SOC 2 on AWS: the shared responsibility model and mapping native services to controls
Running on AWS does not make you SOC 2 compliant, but it gives you most of the building blocks. Here is how the shared responsibility model works and which native services map cleanly to Trust Services Criteria.
AWS is a subservice organization, not your compliance program
The single most common misunderstanding is that hosting on AWS confers SOC 2 compliance. It does not. AWS maintains its own SOC 1, SOC 2, and SOC 3 reports covering the security of the cloud itself: data centers, hardware, the hypervisor, and the managed-service control plane. In SOC 2 language, AWS is a subservice organization to your audit, and its report demonstrates that the infrastructure layer is sound. Everything you build on top of it, your data, identities, network configuration, and application logic, falls under security in the cloud and is squarely your responsibility. Your auditor will assess your controls against the AICPA Trust Services Criteria, and a clean AWS report does nothing to cover gaps in how you configured your account.
How the shared responsibility line actually falls
AWS frames its model as security of the cloud versus security in the cloud, and the practical division depends heavily on which services you consume. With raw EC2 you own patching, OS hardening, and host configuration; with managed services like RDS, Lambda, or Fargate, AWS absorbs more of the operational burden but you still own access, encryption choices, and data lifecycle. Network boundaries via VPCs, security groups, and NACLs are entirely yours to design, as are key policies, logging configuration, and IAM. A useful exercise before an audit is to walk each Common Criteria area and write down which side of the line each control sits on, because auditors increasingly expect you to articulate this mapping rather than wave at the AWS report.

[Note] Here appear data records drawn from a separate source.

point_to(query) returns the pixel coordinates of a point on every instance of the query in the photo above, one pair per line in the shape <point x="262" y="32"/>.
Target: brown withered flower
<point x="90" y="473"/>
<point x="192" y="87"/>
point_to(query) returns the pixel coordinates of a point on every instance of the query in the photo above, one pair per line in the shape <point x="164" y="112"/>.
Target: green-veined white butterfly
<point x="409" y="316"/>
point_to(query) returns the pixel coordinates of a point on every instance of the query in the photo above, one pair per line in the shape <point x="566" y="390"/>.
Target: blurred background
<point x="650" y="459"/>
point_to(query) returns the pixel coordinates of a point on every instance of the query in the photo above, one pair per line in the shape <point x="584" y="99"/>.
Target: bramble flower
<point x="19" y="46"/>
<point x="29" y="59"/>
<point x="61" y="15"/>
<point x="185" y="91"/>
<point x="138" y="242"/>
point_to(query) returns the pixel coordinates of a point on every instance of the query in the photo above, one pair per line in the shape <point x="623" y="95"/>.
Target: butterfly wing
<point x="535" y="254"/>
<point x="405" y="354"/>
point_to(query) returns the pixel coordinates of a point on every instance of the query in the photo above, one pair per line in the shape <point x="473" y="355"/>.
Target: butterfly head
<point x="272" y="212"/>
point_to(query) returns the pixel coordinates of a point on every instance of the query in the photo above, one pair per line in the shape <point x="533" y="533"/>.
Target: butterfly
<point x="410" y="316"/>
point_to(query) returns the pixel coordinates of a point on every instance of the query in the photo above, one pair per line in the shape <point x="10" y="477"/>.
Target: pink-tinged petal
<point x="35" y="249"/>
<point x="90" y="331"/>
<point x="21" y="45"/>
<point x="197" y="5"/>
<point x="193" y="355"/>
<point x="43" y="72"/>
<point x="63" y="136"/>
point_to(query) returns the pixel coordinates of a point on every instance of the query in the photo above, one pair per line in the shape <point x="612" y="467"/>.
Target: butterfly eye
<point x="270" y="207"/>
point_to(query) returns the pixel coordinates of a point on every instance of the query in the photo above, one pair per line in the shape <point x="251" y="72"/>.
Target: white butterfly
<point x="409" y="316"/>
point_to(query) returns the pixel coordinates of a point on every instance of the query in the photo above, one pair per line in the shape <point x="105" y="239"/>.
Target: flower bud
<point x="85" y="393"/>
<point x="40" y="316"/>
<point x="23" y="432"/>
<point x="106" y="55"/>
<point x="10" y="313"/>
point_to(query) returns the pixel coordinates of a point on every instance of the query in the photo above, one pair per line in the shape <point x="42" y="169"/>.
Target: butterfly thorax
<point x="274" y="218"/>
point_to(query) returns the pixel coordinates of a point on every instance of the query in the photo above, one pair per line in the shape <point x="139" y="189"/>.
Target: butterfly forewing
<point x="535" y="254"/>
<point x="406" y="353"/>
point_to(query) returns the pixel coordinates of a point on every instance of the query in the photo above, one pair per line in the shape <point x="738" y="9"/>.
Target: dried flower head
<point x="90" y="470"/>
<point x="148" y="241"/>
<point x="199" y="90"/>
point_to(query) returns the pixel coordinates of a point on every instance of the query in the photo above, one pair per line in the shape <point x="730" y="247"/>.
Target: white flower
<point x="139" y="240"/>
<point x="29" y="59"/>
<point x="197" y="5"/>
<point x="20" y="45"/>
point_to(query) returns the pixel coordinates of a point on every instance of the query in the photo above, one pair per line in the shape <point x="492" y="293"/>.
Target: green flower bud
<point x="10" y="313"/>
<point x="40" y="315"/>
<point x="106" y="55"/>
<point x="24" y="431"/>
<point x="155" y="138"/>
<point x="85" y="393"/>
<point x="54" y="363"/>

Mapping native services to Trust Services Criteria
Most of the Common Criteria map to AWS primitives you may already run. IAM, with least-privilege policies, roles, permission boundaries, and enforced MFA, supports the logical access criteria (CC6). CloudTrail captures management and data-plane API activity for the audit-logging expectations under CC7, while CloudWatch and EventBridge handle alerting and anomaly thresholds. KMS, with customer-managed keys and rotation, underpins encryption at rest, and ACM plus TLS policies cover encryption in transit. Config tracks resource state and drift, Security Hub aggregates findings against standards like the AWS Foundational Security Best Practices and CIS benchmarks, and GuardDuty provides threat detection across accounts. AWS Backup, with documented retention and tested restores, supports availability and recovery if you scope that criterion in.
Carving out AWS in your report
Nearly every AWS-hosted company uses the carve-out method, where your system description names AWS as a subservice organization and explicitly excludes AWS's controls from your auditor's testing. The alternative, the inclusive method, would fold AWS's controls into your report and is impractical because AWS will not submit to your auditor. Choosing carve-out is not a free pass: you must document the controls you rely on AWS to perform, the complementary subservice organization controls, and crucially your own monitoring of AWS. In practice that means obtaining AWS's SOC 2 report through AWS Artifact at least annually, reviewing it for exceptions and the bridge period, and retaining evidence that you actually performed that review. Auditors look for this vendor-management step and frequently flag its absence.
Practical guidance for AWS-native teams
Start by enabling CloudTrail across all regions and accounts, turning on Config recorders, and switching on GuardDuty and Security Hub organization-wide; these generate the continuous evidence trail auditors want and are cheap relative to remediation under time pressure. AWS Audit Manager ships a prebuilt SOC 2 framework that maps Config rules, Security Hub findings, and CloudTrail events to control activities and automates much of the evidence collection, which pairs well with a compliance-automation platform if you use one. Treat multi-account structure through AWS Organizations as a control in itself, since blast-radius isolation and centralized guardrails are easier to evidence than per-account exceptions. Finally, remember the audit tests operating effectiveness over a Type 2 window, so the goal is consistent configuration over months, not a one-time cleanup the week before fieldwork begins.